That’s the way the law had worked in Pennsylvania for decades up until 2012, when a state appeals court denied an appeal of a state court jury decision from 2009 that effectively ended the old system of dividing up risk and liability between subs, generals and insurers in the state.

Now, a recent ruling has overturned the unusual decision and restored the usual order—but too late for some contractors and insurers.

“We got caught in the window when that erroneous opinion was out there,” says Martosella. “We have that loss experience on our record, and there’s nothing we can do about it. It will come out of our pocket in the next few years, when our insurance rates go up.”

Patton vs. Worthington Associates, as the case that turned Pennsylvania workers’ compensation upside down is known, has a long history.

In 2001, Christ Methodist Church in Levittown, Pa., hired Worthington Associates Inc., a Tullytown, Pa.-based general contractor to perform construction work on the church building. Worthington then hired Patton Construction, Inc. of Langhorne, Pa., a sole proprietorship owned by Earl Patton, to perform finish carpentry work.

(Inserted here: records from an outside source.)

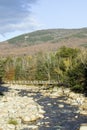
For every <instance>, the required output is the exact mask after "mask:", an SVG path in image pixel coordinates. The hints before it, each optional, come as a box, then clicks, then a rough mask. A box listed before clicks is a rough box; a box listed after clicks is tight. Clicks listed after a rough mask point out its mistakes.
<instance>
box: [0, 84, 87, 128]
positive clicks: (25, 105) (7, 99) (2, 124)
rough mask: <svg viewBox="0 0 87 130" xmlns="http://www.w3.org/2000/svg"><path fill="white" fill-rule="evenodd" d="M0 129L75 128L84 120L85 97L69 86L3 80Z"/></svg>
mask: <svg viewBox="0 0 87 130" xmlns="http://www.w3.org/2000/svg"><path fill="white" fill-rule="evenodd" d="M0 91H1V92H2V93H3V94H4V95H2V96H0V113H2V114H1V115H0V116H1V118H0V128H1V129H0V130H77V129H79V128H80V126H81V125H82V124H83V123H87V106H86V105H87V97H84V95H82V94H75V93H73V92H71V91H70V90H69V89H62V88H59V89H58V88H57V87H54V88H53V89H50V90H46V89H44V87H41V86H39V87H38V86H26V85H13V84H4V85H2V86H1V87H0Z"/></svg>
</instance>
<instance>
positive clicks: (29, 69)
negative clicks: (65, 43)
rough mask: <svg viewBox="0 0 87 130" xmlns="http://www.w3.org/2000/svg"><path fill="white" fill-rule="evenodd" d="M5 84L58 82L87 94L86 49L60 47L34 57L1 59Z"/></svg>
mask: <svg viewBox="0 0 87 130" xmlns="http://www.w3.org/2000/svg"><path fill="white" fill-rule="evenodd" d="M0 77H1V79H3V81H13V80H15V81H21V80H22V81H25V80H26V81H55V82H57V84H56V85H58V84H62V85H64V87H70V88H71V89H72V90H75V91H76V92H87V50H80V49H73V48H67V47H65V46H63V47H61V48H60V49H58V50H57V51H55V52H51V53H45V54H44V53H41V52H40V53H38V54H37V55H34V56H22V57H6V58H5V57H4V58H0Z"/></svg>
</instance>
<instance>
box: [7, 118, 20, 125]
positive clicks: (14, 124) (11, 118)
mask: <svg viewBox="0 0 87 130" xmlns="http://www.w3.org/2000/svg"><path fill="white" fill-rule="evenodd" d="M8 124H12V125H18V122H17V120H16V119H14V118H10V119H9V121H8Z"/></svg>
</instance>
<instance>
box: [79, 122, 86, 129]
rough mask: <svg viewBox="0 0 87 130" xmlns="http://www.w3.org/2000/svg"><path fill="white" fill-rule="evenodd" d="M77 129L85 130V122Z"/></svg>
mask: <svg viewBox="0 0 87 130" xmlns="http://www.w3.org/2000/svg"><path fill="white" fill-rule="evenodd" d="M79 130H87V124H85V123H84V124H81V126H80V129H79Z"/></svg>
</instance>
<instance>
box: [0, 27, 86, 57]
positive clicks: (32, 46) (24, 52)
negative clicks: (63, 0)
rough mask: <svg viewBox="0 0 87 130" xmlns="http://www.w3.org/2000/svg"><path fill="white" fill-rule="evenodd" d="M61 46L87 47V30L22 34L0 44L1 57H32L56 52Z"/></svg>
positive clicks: (35, 31)
mask: <svg viewBox="0 0 87 130" xmlns="http://www.w3.org/2000/svg"><path fill="white" fill-rule="evenodd" d="M61 46H69V47H87V28H80V29H46V30H37V31H34V32H31V33H26V34H22V35H20V36H17V37H14V38H12V39H9V40H7V41H5V42H2V43H0V55H1V56H2V55H3V56H5V55H24V54H25V55H31V54H36V53H37V52H39V51H43V52H47V51H54V50H57V49H58V48H59V47H61Z"/></svg>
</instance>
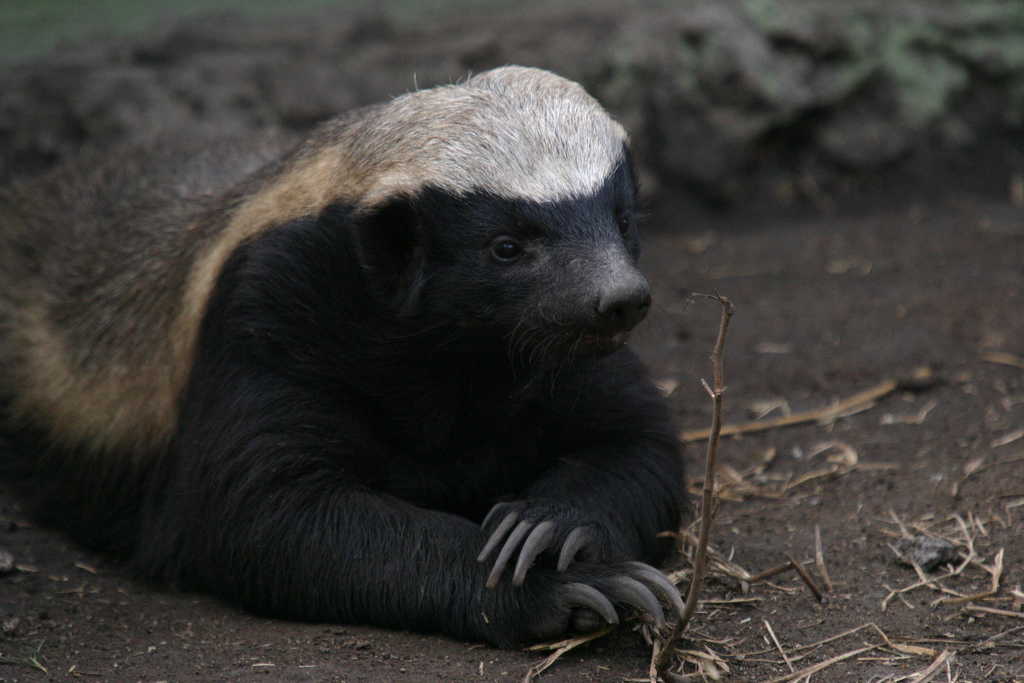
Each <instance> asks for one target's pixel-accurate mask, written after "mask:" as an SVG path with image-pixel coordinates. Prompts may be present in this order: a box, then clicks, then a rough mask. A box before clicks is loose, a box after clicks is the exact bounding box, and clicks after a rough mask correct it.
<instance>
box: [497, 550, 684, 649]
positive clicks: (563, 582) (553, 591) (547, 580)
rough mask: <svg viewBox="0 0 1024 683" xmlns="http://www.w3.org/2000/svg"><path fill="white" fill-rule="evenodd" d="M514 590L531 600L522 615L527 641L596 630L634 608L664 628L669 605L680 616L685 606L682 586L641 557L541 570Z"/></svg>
mask: <svg viewBox="0 0 1024 683" xmlns="http://www.w3.org/2000/svg"><path fill="white" fill-rule="evenodd" d="M514 590H517V591H522V592H523V596H524V599H523V600H522V603H524V605H528V606H527V607H526V609H527V613H525V614H523V615H522V616H523V617H525V618H524V624H525V625H526V629H527V631H526V633H525V634H521V639H522V640H524V641H525V640H546V639H552V638H559V637H562V636H564V635H565V634H567V633H589V632H591V631H596V630H597V629H600V628H603V627H604V626H606V625H610V624H617V623H618V622H620V620H621V617H622V616H625V615H626V614H627V613H628V612H629V611H630V610H631V609H634V608H635V609H639V610H640V611H643V612H645V613H646V614H647V615H648V616H649V617H650V618H651V621H653V622H654V624H655V626H656V627H657V628H662V627H664V626H665V621H666V618H665V609H663V604H664V605H666V606H667V607H668V608H669V610H670V611H671V612H672V613H673V614H674V615H675V616H677V617H678V615H679V614H680V613H682V610H683V600H682V598H681V597H680V595H679V591H678V590H677V589H676V587H675V586H673V585H672V583H671V582H670V581H669V580H668V579H667V578H666V577H665V574H663V573H662V572H660V571H658V570H657V569H655V568H654V567H651V566H648V565H646V564H642V563H640V562H616V563H612V564H597V563H591V562H580V563H577V564H573V565H572V566H571V567H569V568H568V569H567V570H566V571H564V572H553V571H551V570H550V569H547V570H545V569H539V570H538V571H537V572H531V573H530V575H529V577H528V578H527V579H526V581H525V583H524V584H523V586H522V587H521V588H518V589H514ZM526 595H528V596H529V597H525V596H526ZM531 598H532V599H531Z"/></svg>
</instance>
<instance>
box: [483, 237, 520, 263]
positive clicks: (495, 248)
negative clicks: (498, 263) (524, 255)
mask: <svg viewBox="0 0 1024 683" xmlns="http://www.w3.org/2000/svg"><path fill="white" fill-rule="evenodd" d="M490 253H492V255H494V257H495V259H496V260H498V261H501V262H503V263H508V262H509V261H514V260H515V259H517V258H519V256H521V255H522V253H523V249H522V245H520V244H519V243H518V242H516V241H515V240H513V239H512V238H499V239H498V240H496V241H495V243H494V244H493V245H492V246H490Z"/></svg>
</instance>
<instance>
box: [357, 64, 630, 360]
mask: <svg viewBox="0 0 1024 683" xmlns="http://www.w3.org/2000/svg"><path fill="white" fill-rule="evenodd" d="M380 117H381V118H379V119H377V124H378V126H380V124H381V123H382V122H383V124H384V125H383V127H378V128H377V129H376V130H375V132H374V133H373V134H370V133H369V131H368V134H367V135H366V136H361V137H360V138H359V139H361V143H360V144H361V148H356V150H355V151H354V154H355V155H366V157H364V158H368V157H369V158H373V159H376V160H377V163H376V164H375V169H374V173H373V174H368V175H372V176H373V177H372V178H371V179H370V180H368V182H367V183H366V185H365V187H364V188H362V190H361V191H360V195H361V197H362V202H361V207H362V209H361V210H362V211H364V212H366V214H367V215H368V221H366V225H367V226H366V227H365V228H364V229H362V230H360V241H361V242H360V247H361V253H362V255H364V259H365V263H366V264H367V266H368V267H369V268H370V269H371V270H373V271H374V272H375V273H376V274H377V276H378V278H380V280H381V282H387V283H389V284H390V286H391V288H392V289H393V291H394V292H395V293H396V294H397V297H398V298H399V299H401V300H402V305H403V306H404V310H407V311H413V310H415V311H417V313H418V314H426V315H427V316H428V317H431V318H433V319H436V321H449V322H455V323H457V324H458V325H459V326H460V328H462V329H463V330H468V331H470V332H472V336H474V337H476V338H479V337H480V335H484V336H488V335H489V336H490V338H493V339H501V340H504V343H506V344H508V345H509V346H510V347H511V348H512V349H513V351H516V352H519V353H535V352H537V350H539V349H540V350H543V351H556V350H558V351H562V352H567V353H572V354H583V355H602V354H606V353H609V352H611V351H613V350H615V349H616V348H618V347H621V346H622V345H623V344H624V343H625V342H626V339H627V337H628V335H629V333H630V331H631V330H632V329H633V328H634V327H635V326H636V325H637V324H638V323H640V321H642V319H643V318H644V316H645V314H646V312H647V308H648V306H649V304H650V288H649V286H648V285H647V282H646V281H645V280H644V278H643V275H641V274H640V272H639V270H637V267H636V259H637V257H638V255H639V249H640V246H639V239H638V234H637V227H636V224H635V201H636V186H635V180H634V175H633V169H632V165H631V161H630V156H629V151H628V140H627V136H626V133H625V131H624V130H623V128H622V127H621V126H620V125H618V124H617V123H615V122H614V121H612V120H611V119H610V118H609V117H608V115H607V114H606V113H605V112H604V111H603V110H602V109H601V106H600V105H599V104H598V103H597V101H596V100H594V99H593V98H591V97H590V96H589V95H587V94H586V93H585V92H584V91H583V89H582V88H581V87H580V86H578V85H577V84H574V83H571V82H568V81H565V80H563V79H561V78H558V77H556V76H554V75H552V74H549V73H547V72H542V71H538V70H531V69H521V68H507V69H500V70H496V71H493V72H487V73H484V74H481V75H480V76H477V77H476V78H473V79H471V80H470V81H468V82H467V83H465V84H463V85H459V86H451V87H445V88H436V89H433V90H428V91H422V92H417V93H413V94H412V95H408V96H406V97H402V98H398V99H397V100H395V101H394V102H392V103H391V104H389V105H386V106H385V108H384V110H382V112H381V114H380ZM382 159H386V160H387V161H386V162H385V163H381V160H382Z"/></svg>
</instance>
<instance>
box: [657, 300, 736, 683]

According to court records, Patton was spackling soffits located along the ceiling of the church’s fellowship hall using a rented scissor lift. Patton had covered two large holes in the hall’s concrete floor with plywood previously, but on the day of the accident the two-ft-diameter holes were uncovered. Whle maneuvering the lift to complete the spackling, a wheel fell into one of the holes, overturning the lift and pinning Patton, who sustained serious back and spine injuries. Patton and his wife sued Worthington in 2003. The complaint admitted Patton was acting as an employee of Patton Construction, but he nevertheless won a jury verdict and sustained the verdict and award of $1.5 million when a panel of state Superior Court judged upheld the trial court decision.

Essentially, the legal precedent in Pennsylvania from then on has been that a sole proprietor could sue the general contractor for worker’s compensation benefits.

The Graham Co., a Philadelphia insurer, led a group of 21 state contractors and eight construction associations that sought to overturn Patton v. Worthington Associates Inc. They claimed that Pennsylvania companies and their insurers had been forced to pay millions in claims for injuries to workers for which they previously had no liability

The case hinges on a long-held legal precedent in Pennsylvania, established in the 1930 case of McDonald vs. Levinson Steel Company. In that case the state instituted the “statutory employer” defense.

 “The state Superior Court’s decision eliminated that certainty and disrupted the industry’s long-standing risk-management paradigms,” the group’s Amicus Brief states.

Patton v. Worthington did not last long as a precedent.

On Mar. 26, the Pa. Supreme Court overturned the appeals court. But for a while, the world of worker injury and liability in Pennsylvania was upside down

“For all we knew, that would be the last word on that decision and it wouldn’t go to the Supreme Court,” says Peter Prinsen, Vice-President/General Counsel/Principal of The Graham Co.